É triste notar que justamente neste tipo de festival musical, que via de regra reúne milhares de jovens com a mesma vibe livre e vibrante, aconteça esse tipo de chamamento racista. Afinal, milhares de israelenses dessa mesma “tribo” dançante  participavam do Festival Nova, no sul de Israel, quando se tornaram alvo do pior atentado terrorista já realizado em um evento cultural – justamente um evento de música nos mesmos moldes de Glastonbury e de Coachella. Depois de horas de perseguição, tortura, estupro e assassinatos brutais, mais de 350 pessoas foram mortas e milhares ficaram feridas. Foram cenas tão brutais que, acreditavam as pessoas de bem, nunca mais seriam esquecidas. Mas foram, e bem rapidamente.

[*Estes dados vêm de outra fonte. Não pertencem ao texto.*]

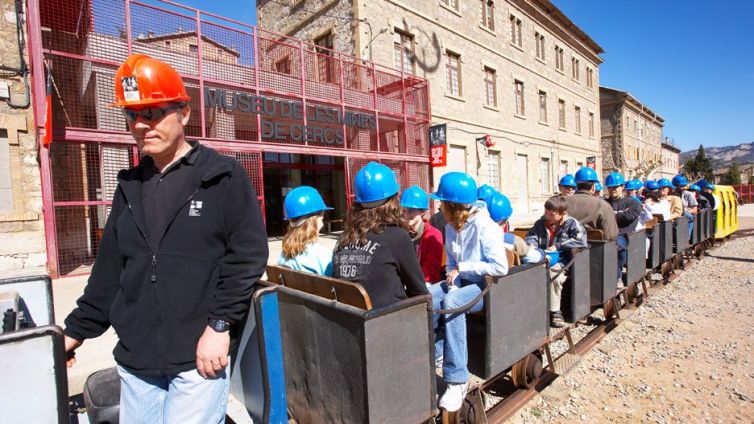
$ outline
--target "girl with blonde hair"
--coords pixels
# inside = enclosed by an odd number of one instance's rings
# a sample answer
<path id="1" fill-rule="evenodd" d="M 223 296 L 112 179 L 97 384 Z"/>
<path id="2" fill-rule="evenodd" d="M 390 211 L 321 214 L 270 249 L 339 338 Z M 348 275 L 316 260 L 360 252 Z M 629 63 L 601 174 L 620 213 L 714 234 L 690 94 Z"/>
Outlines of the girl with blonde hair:
<path id="1" fill-rule="evenodd" d="M 283 202 L 288 231 L 283 236 L 283 251 L 278 265 L 310 272 L 332 275 L 332 250 L 319 243 L 325 206 L 314 187 L 300 186 L 291 190 Z"/>

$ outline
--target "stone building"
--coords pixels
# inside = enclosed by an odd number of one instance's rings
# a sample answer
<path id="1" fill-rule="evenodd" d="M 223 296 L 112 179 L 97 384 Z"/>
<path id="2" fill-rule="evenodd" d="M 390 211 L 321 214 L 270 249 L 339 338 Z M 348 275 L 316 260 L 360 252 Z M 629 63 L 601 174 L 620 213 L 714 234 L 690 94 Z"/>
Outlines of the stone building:
<path id="1" fill-rule="evenodd" d="M 661 146 L 662 166 L 658 172 L 652 174 L 652 178 L 671 179 L 678 175 L 678 170 L 681 168 L 681 149 L 675 147 L 667 137 Z"/>
<path id="2" fill-rule="evenodd" d="M 286 5 L 289 4 L 289 5 Z M 557 180 L 599 170 L 602 48 L 548 0 L 258 0 L 259 25 L 430 82 L 447 166 L 507 194 L 531 221 Z M 486 135 L 494 146 L 475 140 Z"/>
<path id="3" fill-rule="evenodd" d="M 10 276 L 44 272 L 47 257 L 31 81 L 22 70 L 29 66 L 26 14 L 9 1 L 0 11 L 0 273 Z"/>
<path id="4" fill-rule="evenodd" d="M 663 159 L 665 120 L 631 93 L 600 87 L 600 116 L 603 176 L 619 171 L 632 178 L 654 178 L 666 165 L 675 163 L 678 169 L 677 154 L 672 163 Z"/>

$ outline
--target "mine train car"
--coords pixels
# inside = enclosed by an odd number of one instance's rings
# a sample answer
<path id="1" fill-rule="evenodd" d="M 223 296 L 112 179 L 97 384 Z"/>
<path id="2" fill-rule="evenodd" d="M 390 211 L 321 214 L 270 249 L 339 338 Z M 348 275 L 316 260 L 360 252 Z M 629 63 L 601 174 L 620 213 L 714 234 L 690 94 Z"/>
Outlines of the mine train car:
<path id="1" fill-rule="evenodd" d="M 520 406 L 535 385 L 562 373 L 560 358 L 578 353 L 580 347 L 570 334 L 573 326 L 594 320 L 592 313 L 601 309 L 604 320 L 594 331 L 614 327 L 622 308 L 637 307 L 653 286 L 672 280 L 692 255 L 703 254 L 715 239 L 719 242 L 735 231 L 735 197 L 725 187 L 718 186 L 718 191 L 722 204 L 716 213 L 705 209 L 694 217 L 691 237 L 685 217 L 655 218 L 646 229 L 628 236 L 625 289 L 617 288 L 615 241 L 589 231 L 590 247 L 569 255 L 561 301 L 569 323 L 565 329 L 549 327 L 546 260 L 515 265 L 508 275 L 488 279 L 483 310 L 467 319 L 473 377 L 456 413 L 437 408 L 442 383 L 435 370 L 429 296 L 374 309 L 358 284 L 277 266 L 268 267 L 266 280 L 254 294 L 240 350 L 232 355 L 231 393 L 254 422 L 499 421 L 511 413 L 513 403 Z M 509 260 L 518 264 L 511 253 Z M 44 422 L 67 422 L 63 336 L 52 325 L 49 280 L 33 283 L 33 292 L 31 287 L 23 288 L 24 281 L 0 283 L 0 292 L 13 289 L 26 301 L 22 306 L 27 317 L 41 317 L 35 328 L 0 335 L 0 356 L 37 358 L 45 372 L 16 369 L 13 378 L 25 384 L 0 396 L 0 405 L 23 422 L 41 422 L 39 417 Z M 34 308 L 39 312 L 32 314 Z M 550 345 L 561 339 L 567 340 L 568 350 L 554 358 Z M 95 373 L 84 388 L 89 422 L 117 421 L 118 382 L 111 374 Z M 511 392 L 490 407 L 485 389 L 501 381 Z M 44 399 L 39 387 L 50 388 Z M 41 401 L 34 408 L 16 407 L 29 399 Z M 37 415 L 28 415 L 32 413 Z"/>

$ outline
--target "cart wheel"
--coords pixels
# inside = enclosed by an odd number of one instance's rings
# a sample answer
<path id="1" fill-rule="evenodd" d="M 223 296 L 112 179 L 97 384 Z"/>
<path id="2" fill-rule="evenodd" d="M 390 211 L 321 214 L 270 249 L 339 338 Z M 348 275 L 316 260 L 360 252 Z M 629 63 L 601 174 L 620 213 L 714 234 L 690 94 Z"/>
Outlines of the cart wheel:
<path id="1" fill-rule="evenodd" d="M 456 422 L 458 424 L 477 424 L 486 422 L 484 419 L 484 402 L 478 402 L 475 397 L 480 394 L 475 391 L 471 391 L 466 395 L 461 405 L 461 410 L 458 411 Z"/>
<path id="2" fill-rule="evenodd" d="M 610 319 L 618 312 L 615 305 L 615 298 L 612 298 L 602 305 L 602 312 L 605 314 L 605 319 Z"/>
<path id="3" fill-rule="evenodd" d="M 542 375 L 542 354 L 539 352 L 530 353 L 511 368 L 513 385 L 519 389 L 531 388 L 540 375 Z"/>
<path id="4" fill-rule="evenodd" d="M 636 299 L 636 296 L 639 294 L 639 290 L 636 287 L 636 284 L 631 284 L 626 288 L 626 295 L 628 295 L 628 301 L 633 302 L 634 299 Z"/>

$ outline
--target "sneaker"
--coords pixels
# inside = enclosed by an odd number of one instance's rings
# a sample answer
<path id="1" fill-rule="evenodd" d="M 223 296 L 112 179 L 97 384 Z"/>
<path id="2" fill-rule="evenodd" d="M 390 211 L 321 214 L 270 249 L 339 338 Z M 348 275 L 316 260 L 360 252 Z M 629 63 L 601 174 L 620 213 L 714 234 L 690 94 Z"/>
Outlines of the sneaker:
<path id="1" fill-rule="evenodd" d="M 626 285 L 623 284 L 623 279 L 619 278 L 618 279 L 618 290 L 622 290 L 622 289 L 625 289 L 625 288 L 626 288 Z"/>
<path id="2" fill-rule="evenodd" d="M 565 327 L 565 320 L 563 319 L 563 313 L 560 311 L 550 312 L 550 327 L 563 328 Z"/>
<path id="3" fill-rule="evenodd" d="M 440 356 L 439 358 L 435 358 L 435 368 L 442 368 L 442 361 L 445 359 L 445 357 Z"/>
<path id="4" fill-rule="evenodd" d="M 455 412 L 461 409 L 468 389 L 468 381 L 466 383 L 448 383 L 448 388 L 445 389 L 445 393 L 440 398 L 440 409 L 448 412 Z"/>

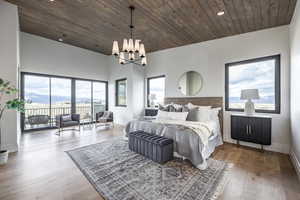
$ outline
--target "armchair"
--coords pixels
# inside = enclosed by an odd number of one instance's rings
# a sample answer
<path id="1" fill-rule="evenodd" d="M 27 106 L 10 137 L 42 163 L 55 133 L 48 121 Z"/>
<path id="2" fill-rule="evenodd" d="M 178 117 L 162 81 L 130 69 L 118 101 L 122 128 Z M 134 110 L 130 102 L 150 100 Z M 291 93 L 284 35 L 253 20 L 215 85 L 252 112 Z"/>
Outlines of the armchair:
<path id="1" fill-rule="evenodd" d="M 97 125 L 98 124 L 98 125 Z M 111 111 L 104 111 L 96 113 L 96 127 L 111 125 L 114 126 L 114 114 Z"/>
<path id="2" fill-rule="evenodd" d="M 68 130 L 76 130 L 80 132 L 80 115 L 79 114 L 57 115 L 56 126 L 58 128 L 57 135 L 60 135 L 60 133 L 64 131 L 64 128 L 70 126 L 78 126 L 78 129 L 68 129 Z"/>

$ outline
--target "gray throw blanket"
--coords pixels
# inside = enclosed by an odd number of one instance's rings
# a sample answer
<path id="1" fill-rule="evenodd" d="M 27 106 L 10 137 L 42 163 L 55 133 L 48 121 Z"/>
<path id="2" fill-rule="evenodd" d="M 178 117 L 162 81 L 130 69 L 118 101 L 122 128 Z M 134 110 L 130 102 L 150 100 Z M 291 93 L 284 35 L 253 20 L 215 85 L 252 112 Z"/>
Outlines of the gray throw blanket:
<path id="1" fill-rule="evenodd" d="M 129 132 L 138 130 L 173 139 L 175 155 L 187 158 L 199 169 L 206 168 L 206 161 L 202 156 L 205 145 L 192 129 L 177 124 L 131 121 L 125 127 L 126 137 Z"/>

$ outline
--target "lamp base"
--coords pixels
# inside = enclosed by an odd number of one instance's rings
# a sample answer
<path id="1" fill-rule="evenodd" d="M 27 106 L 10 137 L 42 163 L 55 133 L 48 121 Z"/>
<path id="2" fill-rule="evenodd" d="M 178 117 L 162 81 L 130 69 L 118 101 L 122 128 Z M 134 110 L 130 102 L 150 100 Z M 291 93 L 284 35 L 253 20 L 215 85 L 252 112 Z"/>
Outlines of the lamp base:
<path id="1" fill-rule="evenodd" d="M 244 111 L 246 115 L 253 115 L 255 113 L 254 103 L 251 101 L 251 99 L 248 99 L 248 101 L 245 103 Z"/>

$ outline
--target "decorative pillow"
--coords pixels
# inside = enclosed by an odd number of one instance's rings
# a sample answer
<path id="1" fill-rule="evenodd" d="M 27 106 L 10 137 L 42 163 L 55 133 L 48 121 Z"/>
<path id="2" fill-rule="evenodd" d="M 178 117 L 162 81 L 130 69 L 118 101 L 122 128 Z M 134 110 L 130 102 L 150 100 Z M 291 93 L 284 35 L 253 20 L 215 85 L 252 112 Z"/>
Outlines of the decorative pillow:
<path id="1" fill-rule="evenodd" d="M 63 115 L 63 116 L 61 116 L 61 119 L 64 122 L 72 121 L 72 116 L 71 115 Z"/>
<path id="2" fill-rule="evenodd" d="M 186 105 L 182 106 L 182 112 L 189 112 L 189 111 L 190 109 Z"/>
<path id="3" fill-rule="evenodd" d="M 198 108 L 192 108 L 192 109 L 188 109 L 187 107 L 183 108 L 183 112 L 188 110 L 188 116 L 186 118 L 187 121 L 197 121 L 197 112 L 198 112 Z"/>
<path id="4" fill-rule="evenodd" d="M 162 111 L 169 111 L 170 110 L 170 105 L 168 104 L 168 105 L 161 105 L 161 104 L 159 104 L 158 105 L 158 109 L 159 110 L 162 110 Z"/>
<path id="5" fill-rule="evenodd" d="M 169 106 L 170 112 L 182 112 L 182 105 L 179 104 L 171 104 Z"/>
<path id="6" fill-rule="evenodd" d="M 183 106 L 182 111 L 188 111 L 187 121 L 208 121 L 208 112 L 211 106 L 197 106 L 192 103 L 188 103 Z M 206 113 L 206 114 L 205 114 Z"/>
<path id="7" fill-rule="evenodd" d="M 193 108 L 189 111 L 187 121 L 206 122 L 210 120 L 210 108 L 209 107 L 198 107 Z"/>

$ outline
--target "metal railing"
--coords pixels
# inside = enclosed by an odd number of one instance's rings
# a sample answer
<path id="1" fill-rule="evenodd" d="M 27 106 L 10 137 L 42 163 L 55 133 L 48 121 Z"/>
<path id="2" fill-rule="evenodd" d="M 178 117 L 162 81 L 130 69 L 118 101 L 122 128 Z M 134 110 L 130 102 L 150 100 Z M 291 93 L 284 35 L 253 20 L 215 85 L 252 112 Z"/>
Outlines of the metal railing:
<path id="1" fill-rule="evenodd" d="M 80 116 L 85 116 L 86 114 L 91 114 L 91 106 L 76 106 L 76 114 L 80 114 Z M 93 112 L 97 113 L 105 110 L 105 105 L 95 104 L 93 108 Z M 46 127 L 54 127 L 55 118 L 57 115 L 63 114 L 71 114 L 71 106 L 69 107 L 55 107 L 55 108 L 26 108 L 24 113 L 24 129 L 34 129 L 34 128 L 46 128 Z M 34 120 L 28 120 L 28 118 L 34 118 L 36 116 L 36 122 L 33 123 Z M 42 116 L 45 119 L 45 116 L 48 116 L 47 123 L 38 123 L 39 116 Z"/>

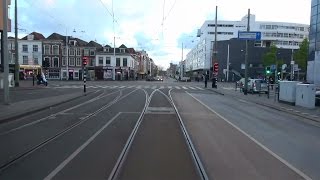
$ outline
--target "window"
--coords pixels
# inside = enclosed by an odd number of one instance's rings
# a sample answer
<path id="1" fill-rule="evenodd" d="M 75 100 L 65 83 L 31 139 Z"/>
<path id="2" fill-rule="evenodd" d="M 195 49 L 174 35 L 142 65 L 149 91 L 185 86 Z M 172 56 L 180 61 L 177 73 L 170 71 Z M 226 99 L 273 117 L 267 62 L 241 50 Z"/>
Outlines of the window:
<path id="1" fill-rule="evenodd" d="M 49 55 L 50 54 L 50 46 L 49 45 L 45 45 L 44 46 L 44 54 L 45 55 Z"/>
<path id="2" fill-rule="evenodd" d="M 116 66 L 120 66 L 120 58 L 116 58 Z"/>
<path id="3" fill-rule="evenodd" d="M 33 52 L 38 52 L 38 45 L 33 45 Z"/>
<path id="4" fill-rule="evenodd" d="M 83 51 L 83 55 L 84 55 L 84 56 L 89 56 L 89 49 L 85 49 L 85 50 Z"/>
<path id="5" fill-rule="evenodd" d="M 33 58 L 33 63 L 35 65 L 38 65 L 39 64 L 39 59 L 37 57 Z"/>
<path id="6" fill-rule="evenodd" d="M 74 56 L 74 49 L 73 49 L 73 48 L 70 49 L 69 55 L 70 55 L 70 56 Z"/>
<path id="7" fill-rule="evenodd" d="M 77 56 L 81 56 L 81 50 L 80 50 L 80 48 L 77 48 Z"/>
<path id="8" fill-rule="evenodd" d="M 52 54 L 59 55 L 59 46 L 57 46 L 57 45 L 52 46 Z"/>
<path id="9" fill-rule="evenodd" d="M 50 58 L 49 57 L 45 57 L 44 60 L 42 61 L 42 66 L 45 66 L 44 62 L 49 62 L 50 63 Z M 51 66 L 51 63 L 50 63 Z"/>
<path id="10" fill-rule="evenodd" d="M 77 66 L 81 66 L 81 59 L 79 57 L 77 57 L 76 63 L 77 63 Z"/>
<path id="11" fill-rule="evenodd" d="M 128 59 L 127 58 L 123 58 L 123 67 L 127 67 L 128 66 Z"/>
<path id="12" fill-rule="evenodd" d="M 69 59 L 69 65 L 70 65 L 70 66 L 74 66 L 74 57 L 71 57 L 71 58 Z"/>
<path id="13" fill-rule="evenodd" d="M 103 66 L 103 57 L 99 57 L 99 66 Z"/>
<path id="14" fill-rule="evenodd" d="M 67 55 L 66 52 L 67 52 L 67 48 L 64 47 L 64 48 L 62 49 L 62 55 L 66 56 L 66 55 Z"/>
<path id="15" fill-rule="evenodd" d="M 90 51 L 90 56 L 94 56 L 94 55 L 95 55 L 94 50 L 91 50 L 91 51 Z"/>
<path id="16" fill-rule="evenodd" d="M 53 67 L 59 67 L 59 58 L 58 57 L 53 58 Z"/>
<path id="17" fill-rule="evenodd" d="M 111 58 L 110 57 L 106 57 L 106 65 L 110 65 L 111 64 Z"/>
<path id="18" fill-rule="evenodd" d="M 22 60 L 23 60 L 22 64 L 28 64 L 28 56 L 23 56 Z"/>
<path id="19" fill-rule="evenodd" d="M 90 59 L 90 66 L 95 66 L 95 64 L 96 64 L 96 61 L 95 61 L 95 59 Z"/>
<path id="20" fill-rule="evenodd" d="M 74 77 L 79 77 L 79 72 L 74 72 Z"/>
<path id="21" fill-rule="evenodd" d="M 120 53 L 125 53 L 125 52 L 126 52 L 126 50 L 125 50 L 125 49 L 120 48 Z"/>
<path id="22" fill-rule="evenodd" d="M 28 52 L 28 45 L 22 45 L 22 52 Z"/>
<path id="23" fill-rule="evenodd" d="M 67 58 L 62 57 L 62 66 L 66 66 L 66 64 L 67 64 Z"/>

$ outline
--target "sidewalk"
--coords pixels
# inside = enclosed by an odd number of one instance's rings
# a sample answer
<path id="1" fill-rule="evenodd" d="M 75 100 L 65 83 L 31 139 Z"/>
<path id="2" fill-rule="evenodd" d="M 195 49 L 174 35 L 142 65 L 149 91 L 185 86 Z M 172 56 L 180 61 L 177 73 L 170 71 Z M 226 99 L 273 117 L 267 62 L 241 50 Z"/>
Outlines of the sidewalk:
<path id="1" fill-rule="evenodd" d="M 233 86 L 233 88 L 232 88 Z M 308 109 L 300 106 L 293 106 L 285 103 L 278 102 L 277 98 L 274 96 L 270 96 L 268 99 L 266 94 L 250 94 L 244 95 L 242 92 L 235 91 L 233 84 L 224 84 L 224 83 L 218 83 L 217 89 L 207 88 L 210 91 L 214 91 L 219 94 L 224 94 L 232 97 L 236 97 L 239 99 L 242 99 L 244 101 L 253 102 L 262 106 L 266 106 L 272 109 L 276 109 L 278 111 L 284 111 L 288 112 L 300 117 L 307 118 L 312 121 L 320 122 L 320 107 L 317 107 L 315 109 Z"/>
<path id="2" fill-rule="evenodd" d="M 32 80 L 21 80 L 19 81 L 19 87 L 12 87 L 10 90 L 17 91 L 17 90 L 34 90 L 34 89 L 45 89 L 47 86 L 41 84 L 37 85 L 37 81 L 34 81 L 34 86 Z"/>
<path id="3" fill-rule="evenodd" d="M 79 92 L 40 99 L 19 101 L 10 105 L 0 104 L 0 124 L 74 100 L 81 96 L 83 96 L 83 93 Z"/>

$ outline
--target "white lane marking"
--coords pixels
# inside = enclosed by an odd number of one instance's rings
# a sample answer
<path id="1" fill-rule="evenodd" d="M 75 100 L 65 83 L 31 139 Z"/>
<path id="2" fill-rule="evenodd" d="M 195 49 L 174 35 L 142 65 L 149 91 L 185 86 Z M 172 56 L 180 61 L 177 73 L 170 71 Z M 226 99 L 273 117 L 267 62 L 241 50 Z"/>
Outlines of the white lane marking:
<path id="1" fill-rule="evenodd" d="M 248 101 L 243 100 L 243 99 L 238 99 L 238 101 L 243 102 L 243 103 L 249 103 Z"/>
<path id="2" fill-rule="evenodd" d="M 168 86 L 169 89 L 172 89 L 172 86 Z"/>
<path id="3" fill-rule="evenodd" d="M 157 88 L 157 86 L 152 86 L 152 88 L 151 89 L 156 89 Z"/>
<path id="4" fill-rule="evenodd" d="M 126 86 L 120 86 L 119 88 L 122 89 L 122 88 L 125 88 L 125 87 L 126 87 Z"/>
<path id="5" fill-rule="evenodd" d="M 74 159 L 84 148 L 86 148 L 105 128 L 107 128 L 119 115 L 121 112 L 118 112 L 110 121 L 108 121 L 102 128 L 100 128 L 93 136 L 91 136 L 84 144 L 82 144 L 77 150 L 75 150 L 67 159 L 65 159 L 61 164 L 59 164 L 56 169 L 54 169 L 44 180 L 52 179 L 57 175 L 72 159 Z"/>
<path id="6" fill-rule="evenodd" d="M 197 89 L 199 89 L 199 90 L 203 90 L 201 87 L 195 87 L 195 88 L 197 88 Z"/>
<path id="7" fill-rule="evenodd" d="M 150 86 L 144 86 L 145 89 L 150 88 Z"/>
<path id="8" fill-rule="evenodd" d="M 134 86 L 129 86 L 128 88 L 133 88 Z"/>
<path id="9" fill-rule="evenodd" d="M 267 148 L 266 146 L 264 146 L 262 143 L 260 143 L 258 140 L 256 140 L 255 138 L 253 138 L 252 136 L 250 136 L 249 134 L 247 134 L 246 132 L 244 132 L 242 129 L 240 129 L 238 126 L 236 126 L 235 124 L 233 124 L 231 121 L 229 121 L 227 118 L 223 117 L 222 115 L 220 115 L 219 113 L 217 113 L 215 110 L 213 110 L 211 107 L 209 107 L 208 105 L 206 105 L 205 103 L 203 103 L 202 101 L 200 101 L 198 98 L 194 97 L 192 94 L 186 92 L 189 96 L 193 97 L 195 100 L 197 100 L 200 104 L 202 104 L 204 107 L 206 107 L 208 110 L 210 110 L 212 113 L 216 114 L 217 116 L 219 116 L 221 119 L 223 119 L 225 122 L 227 122 L 228 124 L 230 124 L 232 127 L 234 127 L 235 129 L 237 129 L 238 131 L 240 131 L 242 134 L 244 134 L 245 136 L 247 136 L 250 140 L 252 140 L 253 142 L 255 142 L 258 146 L 260 146 L 262 149 L 264 149 L 265 151 L 267 151 L 269 154 L 271 154 L 273 157 L 275 157 L 276 159 L 278 159 L 280 162 L 282 162 L 283 164 L 285 164 L 286 166 L 288 166 L 291 170 L 293 170 L 294 172 L 296 172 L 298 175 L 300 175 L 301 177 L 303 177 L 306 180 L 312 180 L 308 175 L 304 174 L 302 171 L 300 171 L 299 169 L 297 169 L 296 167 L 294 167 L 292 164 L 290 164 L 288 161 L 282 159 L 280 156 L 278 156 L 276 153 L 274 153 L 273 151 L 271 151 L 269 148 Z"/>
<path id="10" fill-rule="evenodd" d="M 141 89 L 141 87 L 142 87 L 142 86 L 141 86 L 141 85 L 139 85 L 139 86 L 137 86 L 136 88 Z"/>
<path id="11" fill-rule="evenodd" d="M 181 89 L 179 86 L 176 86 L 175 88 L 176 88 L 176 89 Z"/>
<path id="12" fill-rule="evenodd" d="M 182 86 L 182 89 L 188 89 L 187 87 L 185 87 L 185 86 Z"/>
<path id="13" fill-rule="evenodd" d="M 163 89 L 164 88 L 164 86 L 160 86 L 160 89 Z"/>
<path id="14" fill-rule="evenodd" d="M 117 88 L 117 87 L 119 87 L 119 86 L 112 86 L 111 88 L 114 89 L 114 88 Z"/>
<path id="15" fill-rule="evenodd" d="M 190 89 L 193 89 L 193 90 L 196 90 L 196 88 L 194 88 L 194 87 L 192 87 L 192 86 L 189 86 L 189 88 L 190 88 Z"/>

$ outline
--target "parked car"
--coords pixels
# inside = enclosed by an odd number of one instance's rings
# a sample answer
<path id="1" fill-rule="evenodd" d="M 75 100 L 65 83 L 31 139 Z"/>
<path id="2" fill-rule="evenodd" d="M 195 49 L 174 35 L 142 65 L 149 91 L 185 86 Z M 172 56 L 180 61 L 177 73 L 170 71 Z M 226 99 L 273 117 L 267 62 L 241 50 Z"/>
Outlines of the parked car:
<path id="1" fill-rule="evenodd" d="M 244 90 L 245 78 L 241 78 L 237 82 L 237 86 Z M 248 92 L 251 93 L 268 93 L 268 83 L 263 79 L 248 79 Z"/>
<path id="2" fill-rule="evenodd" d="M 320 91 L 316 91 L 316 106 L 320 106 Z"/>
<path id="3" fill-rule="evenodd" d="M 155 80 L 155 81 L 163 81 L 163 79 L 162 79 L 162 77 L 161 77 L 161 76 L 157 76 L 157 77 L 155 77 L 155 78 L 154 78 L 154 80 Z"/>

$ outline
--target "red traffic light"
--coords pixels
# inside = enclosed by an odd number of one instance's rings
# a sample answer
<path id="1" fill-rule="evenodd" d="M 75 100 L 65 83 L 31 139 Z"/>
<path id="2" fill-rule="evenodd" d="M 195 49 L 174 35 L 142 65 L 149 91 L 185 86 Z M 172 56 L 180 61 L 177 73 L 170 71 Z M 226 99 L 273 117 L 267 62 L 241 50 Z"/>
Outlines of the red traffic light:
<path id="1" fill-rule="evenodd" d="M 83 63 L 83 65 L 87 65 L 87 64 L 88 64 L 88 61 L 89 61 L 89 58 L 88 58 L 88 57 L 83 57 L 83 58 L 82 58 L 82 63 Z"/>
<path id="2" fill-rule="evenodd" d="M 218 63 L 214 63 L 213 64 L 213 72 L 218 72 L 219 71 L 219 64 Z"/>

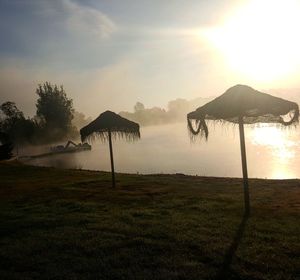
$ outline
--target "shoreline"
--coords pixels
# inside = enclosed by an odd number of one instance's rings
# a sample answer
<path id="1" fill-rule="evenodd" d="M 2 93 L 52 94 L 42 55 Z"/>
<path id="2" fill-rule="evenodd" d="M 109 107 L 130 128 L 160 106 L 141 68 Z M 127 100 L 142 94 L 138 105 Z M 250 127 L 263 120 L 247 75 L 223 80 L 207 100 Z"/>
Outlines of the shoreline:
<path id="1" fill-rule="evenodd" d="M 56 154 L 50 154 L 50 156 L 56 155 Z M 48 156 L 48 155 L 47 155 Z M 30 159 L 36 159 L 39 158 L 39 156 L 35 157 L 30 157 Z M 83 168 L 60 168 L 60 167 L 55 167 L 55 166 L 43 166 L 43 165 L 34 165 L 30 163 L 26 163 L 25 161 L 19 160 L 19 159 L 11 159 L 8 161 L 3 161 L 3 162 L 15 162 L 20 165 L 27 165 L 27 166 L 32 166 L 32 167 L 41 167 L 41 168 L 54 168 L 54 169 L 59 169 L 59 170 L 82 170 L 82 171 L 89 171 L 89 172 L 100 172 L 100 173 L 111 173 L 110 171 L 105 171 L 105 170 L 95 170 L 95 169 L 83 169 Z M 1 164 L 1 163 L 0 163 Z M 236 180 L 242 180 L 242 177 L 230 177 L 230 176 L 205 176 L 205 175 L 191 175 L 191 174 L 185 174 L 185 173 L 127 173 L 127 172 L 115 172 L 116 174 L 123 174 L 123 175 L 141 175 L 141 176 L 184 176 L 184 177 L 196 177 L 196 178 L 224 178 L 224 179 L 236 179 Z M 249 177 L 249 180 L 267 180 L 267 181 L 300 181 L 300 178 L 283 178 L 283 179 L 274 179 L 274 178 L 260 178 L 260 177 Z"/>

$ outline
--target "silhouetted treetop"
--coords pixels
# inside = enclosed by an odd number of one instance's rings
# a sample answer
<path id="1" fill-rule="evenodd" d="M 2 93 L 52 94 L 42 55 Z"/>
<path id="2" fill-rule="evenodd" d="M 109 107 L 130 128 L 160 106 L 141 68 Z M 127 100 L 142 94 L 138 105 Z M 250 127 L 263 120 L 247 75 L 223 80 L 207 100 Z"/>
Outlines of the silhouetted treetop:
<path id="1" fill-rule="evenodd" d="M 45 127 L 70 129 L 74 113 L 73 101 L 67 97 L 63 86 L 46 82 L 38 86 L 36 93 L 39 96 L 36 114 Z"/>
<path id="2" fill-rule="evenodd" d="M 0 106 L 0 109 L 2 110 L 2 112 L 6 116 L 6 118 L 24 119 L 23 112 L 17 108 L 16 103 L 14 103 L 14 102 L 11 102 L 11 101 L 4 102 Z"/>
<path id="3" fill-rule="evenodd" d="M 2 119 L 0 121 L 0 131 L 6 134 L 11 141 L 21 143 L 30 139 L 33 135 L 34 122 L 25 119 L 24 114 L 16 104 L 7 101 L 0 106 Z"/>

Natalie Sanandaji, israelense sobrevivente do Nova, concedeu uma entrevista a um podcast chamado Leading British Conversation justamente sobre esse tema. Fiquei tocada com  o que ela contou – e acho que vale a pena reproduzir suas palavras aqui para que o leitor possa chegar à sua própria conclusão. A entrevistadora perguntou a Natalie o que ela sentiu após ouvir as notícias sobre o que aconteceu em Glastonbury. Essa foi sua resposta.

“Eu e outros participantes do Festival Nova já não nos sentimos mais seguros em festivais de música depois que o Hamas transformou a pista de dança em uma área de guerra. Estive em dois festivais depois do 7.10 [data da invasão do Hamas ao sul de Israel]. O primeiro foi na Hungria, e eu achei que seria uma experiência de cura. No entanto, dei de cara com grafites antissemitas nos banheiros e nas paredes.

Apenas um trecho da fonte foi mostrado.